アンケート結果
マンションを購入したきっかけは、「家賃が高い、家賃がもったいないと思ったから」が最も多く33.3%でした。次点は「希望のマンションが見つかったから」。
マンションの種類は「新築マンション」が84%、「中古マンション」が16%。
購入価格は「3000〜3499万円」が最も多く、次に「2000〜2499万円」、「2500〜2999万円」。「2000〜3499万円」で50%を超えました。
頭金に関しては、「〜20%」が最も多く、次いで「〜10%」、「10%以下」の頭金で購入した方は約30%。
住宅ローンの金利タイプは低金利な「変動金利」が最も多く50%を超えました。
次いで「全期間固定金利」で約20%。

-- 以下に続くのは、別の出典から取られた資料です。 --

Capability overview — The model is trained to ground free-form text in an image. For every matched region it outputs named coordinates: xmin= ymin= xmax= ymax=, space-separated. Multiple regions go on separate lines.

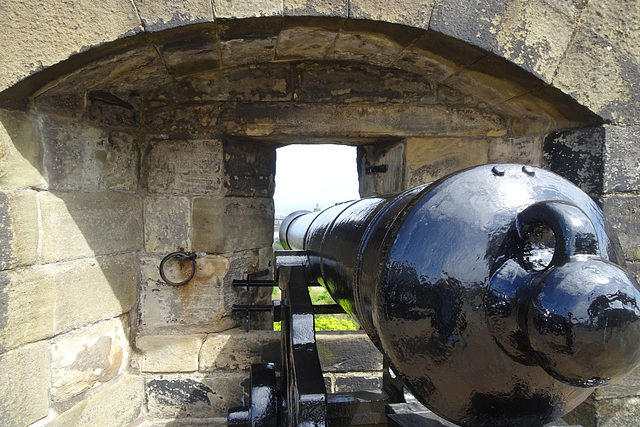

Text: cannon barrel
xmin=280 ymin=165 xmax=640 ymax=426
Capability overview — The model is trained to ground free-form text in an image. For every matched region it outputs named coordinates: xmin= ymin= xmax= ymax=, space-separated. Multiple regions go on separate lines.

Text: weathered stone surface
xmin=138 ymin=250 xmax=270 ymax=334
xmin=544 ymin=127 xmax=605 ymax=192
xmin=406 ymin=138 xmax=488 ymax=188
xmin=316 ymin=331 xmax=382 ymax=372
xmin=0 ymin=267 xmax=57 ymax=353
xmin=213 ymin=0 xmax=283 ymax=19
xmin=0 ymin=108 xmax=47 ymax=189
xmin=602 ymin=195 xmax=640 ymax=260
xmin=0 ymin=341 xmax=49 ymax=426
xmin=50 ymin=316 xmax=130 ymax=403
xmin=35 ymin=42 xmax=173 ymax=102
xmin=580 ymin=0 xmax=640 ymax=70
xmin=275 ymin=26 xmax=338 ymax=60
xmin=327 ymin=31 xmax=403 ymax=66
xmin=40 ymin=118 xmax=139 ymax=191
xmin=496 ymin=0 xmax=582 ymax=83
xmin=193 ymin=197 xmax=273 ymax=253
xmin=147 ymin=373 xmax=248 ymax=418
xmin=133 ymin=0 xmax=213 ymax=31
xmin=349 ymin=0 xmax=436 ymax=29
xmin=553 ymin=27 xmax=640 ymax=123
xmin=199 ymin=329 xmax=280 ymax=372
xmin=145 ymin=102 xmax=507 ymax=139
xmin=0 ymin=0 xmax=142 ymax=90
xmin=603 ymin=126 xmax=640 ymax=192
xmin=296 ymin=63 xmax=435 ymax=103
xmin=136 ymin=334 xmax=206 ymax=372
xmin=220 ymin=36 xmax=278 ymax=67
xmin=487 ymin=136 xmax=542 ymax=166
xmin=38 ymin=193 xmax=142 ymax=263
xmin=150 ymin=63 xmax=292 ymax=105
xmin=151 ymin=23 xmax=220 ymax=77
xmin=143 ymin=140 xmax=223 ymax=195
xmin=283 ymin=0 xmax=349 ymax=18
xmin=358 ymin=142 xmax=406 ymax=197
xmin=429 ymin=0 xmax=507 ymax=51
xmin=50 ymin=252 xmax=138 ymax=332
xmin=0 ymin=191 xmax=38 ymax=270
xmin=47 ymin=374 xmax=145 ymax=427
xmin=224 ymin=140 xmax=276 ymax=197
xmin=144 ymin=197 xmax=191 ymax=254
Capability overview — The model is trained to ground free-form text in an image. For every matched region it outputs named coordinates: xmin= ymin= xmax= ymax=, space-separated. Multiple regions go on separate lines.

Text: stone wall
xmin=0 ymin=111 xmax=144 ymax=425
xmin=0 ymin=0 xmax=640 ymax=426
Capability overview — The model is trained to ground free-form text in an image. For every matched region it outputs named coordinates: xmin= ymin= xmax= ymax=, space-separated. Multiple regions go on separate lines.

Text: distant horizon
xmin=273 ymin=144 xmax=360 ymax=215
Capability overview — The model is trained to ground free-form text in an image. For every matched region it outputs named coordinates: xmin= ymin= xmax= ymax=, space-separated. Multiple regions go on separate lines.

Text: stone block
xmin=0 ymin=341 xmax=49 ymax=426
xmin=552 ymin=27 xmax=640 ymax=124
xmin=224 ymin=140 xmax=276 ymax=197
xmin=495 ymin=0 xmax=581 ymax=83
xmin=487 ymin=136 xmax=542 ymax=166
xmin=220 ymin=35 xmax=278 ymax=67
xmin=144 ymin=197 xmax=191 ymax=254
xmin=49 ymin=252 xmax=138 ymax=332
xmin=150 ymin=63 xmax=292 ymax=106
xmin=349 ymin=0 xmax=436 ymax=29
xmin=143 ymin=139 xmax=223 ymax=195
xmin=145 ymin=102 xmax=507 ymax=139
xmin=0 ymin=191 xmax=38 ymax=270
xmin=0 ymin=0 xmax=142 ymax=90
xmin=40 ymin=118 xmax=139 ymax=191
xmin=213 ymin=0 xmax=282 ymax=19
xmin=358 ymin=142 xmax=406 ymax=197
xmin=147 ymin=373 xmax=248 ymax=418
xmin=136 ymin=334 xmax=206 ymax=372
xmin=316 ymin=331 xmax=382 ymax=372
xmin=283 ymin=0 xmax=349 ymax=18
xmin=0 ymin=267 xmax=57 ymax=353
xmin=296 ymin=63 xmax=435 ymax=103
xmin=0 ymin=110 xmax=47 ymax=189
xmin=603 ymin=126 xmax=640 ymax=193
xmin=50 ymin=316 xmax=130 ymax=403
xmin=192 ymin=197 xmax=274 ymax=253
xmin=47 ymin=374 xmax=145 ymax=427
xmin=150 ymin=23 xmax=220 ymax=77
xmin=275 ymin=26 xmax=338 ymax=59
xmin=406 ymin=138 xmax=489 ymax=184
xmin=543 ymin=126 xmax=605 ymax=192
xmin=429 ymin=0 xmax=507 ymax=51
xmin=38 ymin=193 xmax=142 ymax=263
xmin=602 ymin=195 xmax=640 ymax=260
xmin=133 ymin=0 xmax=213 ymax=32
xmin=580 ymin=0 xmax=640 ymax=72
xmin=138 ymin=250 xmax=271 ymax=334
xmin=327 ymin=30 xmax=403 ymax=67
xmin=199 ymin=330 xmax=280 ymax=372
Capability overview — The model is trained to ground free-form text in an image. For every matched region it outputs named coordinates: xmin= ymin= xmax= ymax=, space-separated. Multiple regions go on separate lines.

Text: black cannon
xmin=229 ymin=165 xmax=640 ymax=426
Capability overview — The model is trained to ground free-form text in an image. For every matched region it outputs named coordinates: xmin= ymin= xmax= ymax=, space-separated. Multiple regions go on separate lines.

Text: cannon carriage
xmin=229 ymin=165 xmax=640 ymax=426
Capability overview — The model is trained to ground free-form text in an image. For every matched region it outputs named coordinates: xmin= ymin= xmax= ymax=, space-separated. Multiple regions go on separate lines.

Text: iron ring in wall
xmin=159 ymin=249 xmax=197 ymax=286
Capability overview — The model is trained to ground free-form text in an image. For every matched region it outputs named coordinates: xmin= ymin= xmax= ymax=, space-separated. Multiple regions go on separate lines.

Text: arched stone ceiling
xmin=0 ymin=0 xmax=640 ymax=124
xmin=0 ymin=18 xmax=601 ymax=143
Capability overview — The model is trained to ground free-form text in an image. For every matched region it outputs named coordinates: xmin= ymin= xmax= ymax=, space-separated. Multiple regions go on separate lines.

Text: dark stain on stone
xmin=148 ymin=378 xmax=216 ymax=406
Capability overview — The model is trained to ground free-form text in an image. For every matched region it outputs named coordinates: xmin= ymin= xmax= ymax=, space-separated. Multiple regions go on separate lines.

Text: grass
xmin=272 ymin=287 xmax=360 ymax=331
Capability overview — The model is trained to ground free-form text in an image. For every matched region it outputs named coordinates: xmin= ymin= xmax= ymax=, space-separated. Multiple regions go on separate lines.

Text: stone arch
xmin=0 ymin=0 xmax=640 ymax=425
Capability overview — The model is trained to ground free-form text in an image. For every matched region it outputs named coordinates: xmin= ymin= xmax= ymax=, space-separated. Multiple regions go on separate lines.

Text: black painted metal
xmin=280 ymin=165 xmax=640 ymax=426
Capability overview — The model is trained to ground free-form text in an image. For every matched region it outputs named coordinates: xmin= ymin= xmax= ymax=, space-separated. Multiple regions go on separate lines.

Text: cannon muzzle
xmin=280 ymin=165 xmax=640 ymax=426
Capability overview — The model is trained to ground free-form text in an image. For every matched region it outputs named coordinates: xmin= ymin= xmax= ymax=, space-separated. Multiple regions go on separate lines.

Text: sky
xmin=274 ymin=144 xmax=360 ymax=214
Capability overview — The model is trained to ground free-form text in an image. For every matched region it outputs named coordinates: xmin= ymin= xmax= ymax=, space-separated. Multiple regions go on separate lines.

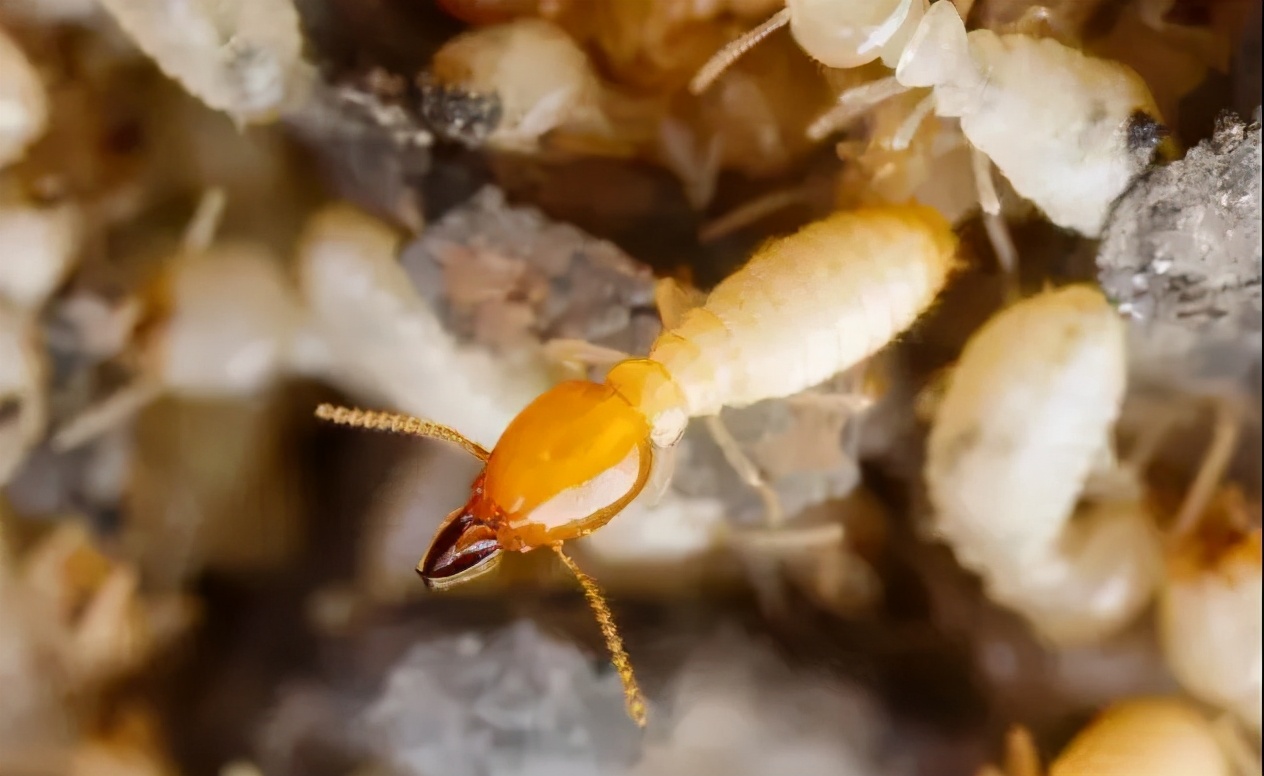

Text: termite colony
xmin=0 ymin=0 xmax=1264 ymax=776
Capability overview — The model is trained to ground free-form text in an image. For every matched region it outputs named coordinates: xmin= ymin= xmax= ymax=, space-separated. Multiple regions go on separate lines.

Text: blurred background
xmin=0 ymin=0 xmax=1261 ymax=776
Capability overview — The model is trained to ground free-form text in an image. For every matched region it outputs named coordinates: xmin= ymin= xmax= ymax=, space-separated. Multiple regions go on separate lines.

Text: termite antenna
xmin=552 ymin=543 xmax=646 ymax=728
xmin=316 ymin=404 xmax=492 ymax=463
xmin=689 ymin=6 xmax=790 ymax=95
xmin=51 ymin=378 xmax=163 ymax=452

購入者のマンションに対する感想は、85%を超える方が「大満足」「まあまあ満足」と回答しました。
2009年との比較
マンションを購入したきっかけは、「家賃が高い、家賃がもったいない」が2009年より大きく割合が増えました。
購入価格は、2009年に最も多かったのは「2500〜2999万円」でしたが、2010年は「3000〜3499万円」とワンランク高額となりました。
頭金に関しては、2009年最も多かったのは「0%」の26.3%でしたが、2010年は「〜20%」。

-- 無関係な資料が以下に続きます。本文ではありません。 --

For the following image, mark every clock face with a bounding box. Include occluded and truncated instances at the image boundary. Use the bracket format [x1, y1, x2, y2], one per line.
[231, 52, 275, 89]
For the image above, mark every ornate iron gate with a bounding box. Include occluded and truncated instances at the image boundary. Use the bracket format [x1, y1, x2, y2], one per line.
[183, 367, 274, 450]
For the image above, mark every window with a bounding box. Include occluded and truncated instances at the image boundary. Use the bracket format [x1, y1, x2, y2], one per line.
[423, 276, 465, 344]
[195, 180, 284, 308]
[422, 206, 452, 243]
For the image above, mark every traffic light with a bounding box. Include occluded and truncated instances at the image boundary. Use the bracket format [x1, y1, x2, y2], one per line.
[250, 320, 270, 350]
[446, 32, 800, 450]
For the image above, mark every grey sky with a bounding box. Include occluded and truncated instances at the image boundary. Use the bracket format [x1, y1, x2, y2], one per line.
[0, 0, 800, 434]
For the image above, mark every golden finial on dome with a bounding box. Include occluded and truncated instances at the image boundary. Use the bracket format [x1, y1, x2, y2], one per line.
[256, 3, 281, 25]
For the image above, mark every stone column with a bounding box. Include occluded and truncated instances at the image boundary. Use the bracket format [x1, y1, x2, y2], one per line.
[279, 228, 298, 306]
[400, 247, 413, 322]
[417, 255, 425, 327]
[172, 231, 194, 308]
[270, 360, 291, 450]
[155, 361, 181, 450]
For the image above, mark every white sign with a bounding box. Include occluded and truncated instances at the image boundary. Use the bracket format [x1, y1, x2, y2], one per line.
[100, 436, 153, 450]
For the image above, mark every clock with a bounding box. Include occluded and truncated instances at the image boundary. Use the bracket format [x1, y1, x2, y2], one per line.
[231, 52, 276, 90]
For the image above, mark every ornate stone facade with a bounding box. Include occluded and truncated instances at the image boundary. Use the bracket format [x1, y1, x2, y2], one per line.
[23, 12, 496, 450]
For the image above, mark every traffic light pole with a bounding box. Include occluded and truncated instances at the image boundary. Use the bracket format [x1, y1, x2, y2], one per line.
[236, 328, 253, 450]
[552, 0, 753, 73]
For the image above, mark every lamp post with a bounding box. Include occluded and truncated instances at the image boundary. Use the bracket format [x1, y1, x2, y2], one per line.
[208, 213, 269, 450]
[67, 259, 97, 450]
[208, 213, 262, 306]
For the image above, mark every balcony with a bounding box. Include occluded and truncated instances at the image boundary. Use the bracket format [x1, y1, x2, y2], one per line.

10%以下の頭金で購入した方は2009年の51.9%に対し、2010年は「30%」、頭金が10%を超える購入者が70%を占めました。
住宅ローンの金利タイプは2009年、2010年共に「変動金利型」が最も多い結果でしたが、2009年の46.7%から2010年の55.6%と更に「変動金利型」の割合が増えました。

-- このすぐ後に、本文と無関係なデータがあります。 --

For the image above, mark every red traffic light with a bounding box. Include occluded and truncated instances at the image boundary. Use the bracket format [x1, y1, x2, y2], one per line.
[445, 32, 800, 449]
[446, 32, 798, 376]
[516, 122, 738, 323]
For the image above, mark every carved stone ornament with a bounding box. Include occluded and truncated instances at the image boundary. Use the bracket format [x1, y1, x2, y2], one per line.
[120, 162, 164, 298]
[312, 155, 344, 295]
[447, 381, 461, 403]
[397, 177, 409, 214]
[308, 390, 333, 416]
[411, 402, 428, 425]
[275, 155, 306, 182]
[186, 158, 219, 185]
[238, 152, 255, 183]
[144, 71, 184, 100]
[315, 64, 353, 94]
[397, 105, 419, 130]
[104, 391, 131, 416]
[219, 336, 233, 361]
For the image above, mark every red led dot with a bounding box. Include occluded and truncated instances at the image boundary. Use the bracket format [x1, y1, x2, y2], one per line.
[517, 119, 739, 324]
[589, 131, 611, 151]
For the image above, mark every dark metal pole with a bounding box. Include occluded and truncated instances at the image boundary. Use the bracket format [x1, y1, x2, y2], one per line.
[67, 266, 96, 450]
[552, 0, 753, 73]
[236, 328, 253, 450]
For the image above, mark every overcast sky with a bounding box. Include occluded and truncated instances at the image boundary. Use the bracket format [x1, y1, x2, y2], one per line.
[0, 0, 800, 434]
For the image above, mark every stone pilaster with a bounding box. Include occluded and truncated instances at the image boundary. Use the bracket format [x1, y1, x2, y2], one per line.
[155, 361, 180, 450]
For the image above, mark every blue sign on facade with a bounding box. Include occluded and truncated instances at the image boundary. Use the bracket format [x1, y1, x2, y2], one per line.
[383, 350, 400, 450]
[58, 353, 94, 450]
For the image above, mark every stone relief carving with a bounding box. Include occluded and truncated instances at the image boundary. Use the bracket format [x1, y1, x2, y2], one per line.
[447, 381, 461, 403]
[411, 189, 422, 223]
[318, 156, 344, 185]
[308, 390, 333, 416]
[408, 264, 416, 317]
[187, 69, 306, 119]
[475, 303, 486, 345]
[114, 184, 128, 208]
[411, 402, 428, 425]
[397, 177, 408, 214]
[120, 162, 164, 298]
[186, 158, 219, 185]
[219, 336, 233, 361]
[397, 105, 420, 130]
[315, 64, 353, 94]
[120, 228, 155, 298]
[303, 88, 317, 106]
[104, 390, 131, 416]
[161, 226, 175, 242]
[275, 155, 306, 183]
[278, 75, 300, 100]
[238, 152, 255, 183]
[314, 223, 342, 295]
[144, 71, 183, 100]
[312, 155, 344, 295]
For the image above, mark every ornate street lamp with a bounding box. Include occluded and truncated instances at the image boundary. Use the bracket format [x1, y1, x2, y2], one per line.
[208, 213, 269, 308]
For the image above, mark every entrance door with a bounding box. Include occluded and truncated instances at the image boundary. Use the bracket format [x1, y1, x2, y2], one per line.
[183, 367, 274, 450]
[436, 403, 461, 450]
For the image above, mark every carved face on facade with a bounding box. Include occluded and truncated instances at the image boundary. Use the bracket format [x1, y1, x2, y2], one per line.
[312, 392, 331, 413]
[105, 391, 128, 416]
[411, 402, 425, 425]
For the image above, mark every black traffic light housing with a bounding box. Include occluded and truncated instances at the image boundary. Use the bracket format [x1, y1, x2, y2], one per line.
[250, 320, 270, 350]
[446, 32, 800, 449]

また、「全期間固定金利型」も2009年の10.2%から2010年の19.8%へと割合は増えました。
2010年は「節約型マンション君」
2010年は以前から続いている低金利に加え、優遇金利がさらに充実し、「変動金利型」が年1%を割る金融機関も珍しくなくなりました。税制面では住宅ローン減税が拡充され2年目を向かえ、「住宅版エコポイント制度」の影響もあってか、供給、販売率共に前年を上回る結果となりました。
首都圏では2009年の3万6千戸から4万4千戸の供給で、平均価格は181万円上昇し4716万円となり、初月販売率は78.4%と好調となりました。
近畿圏では2009年の1万9千戸から2万1千戸の供給数となり、平均価格も2009年より1.2%上昇し3452万円となりました。初月販売率は、2009年の61.3%から2010年は70.2%と大きく伸ばしました。(不動産経済研究所調べ)
以上のように政府の政策や税制面、住宅ローン金利など追い風が吹き、データ上も好調であった2010年のマンション業界でした。
しかし、アンケート結果は「家賃が高い、家賃がもったいないと思ったから」マンションを購入したユーザーが増え、自己資金の割合が増えたにもかかわらず、首都圏の平均価格4716万円、近畿圏の平均価格3452万円と比較すると実際の購入価格は3500万円未満が50%を超えている状況です。関東在住者の回答数が64.2%ですから、価格に関しては、大きく乖離がありました。
また、「変動金利型」を利用する方の割合が増えたことも低金利のメリットを享受したいユーザーが増えたことを表わしていると考えられます。
2010年の購入者は
・ 家賃がもったいない
・ 頭金の割合は増えたが、購入価格はそれほど高額でない
・ 多くが低金利の「変動金利型」を利用している
つまり、無理をせず気に入ったマンションを購入していると考えられます。以上の結果から私共、特定非営利活動法人住宅情報ネットワークは2010年のマンション業界を「節約型マンション君」と命名しました。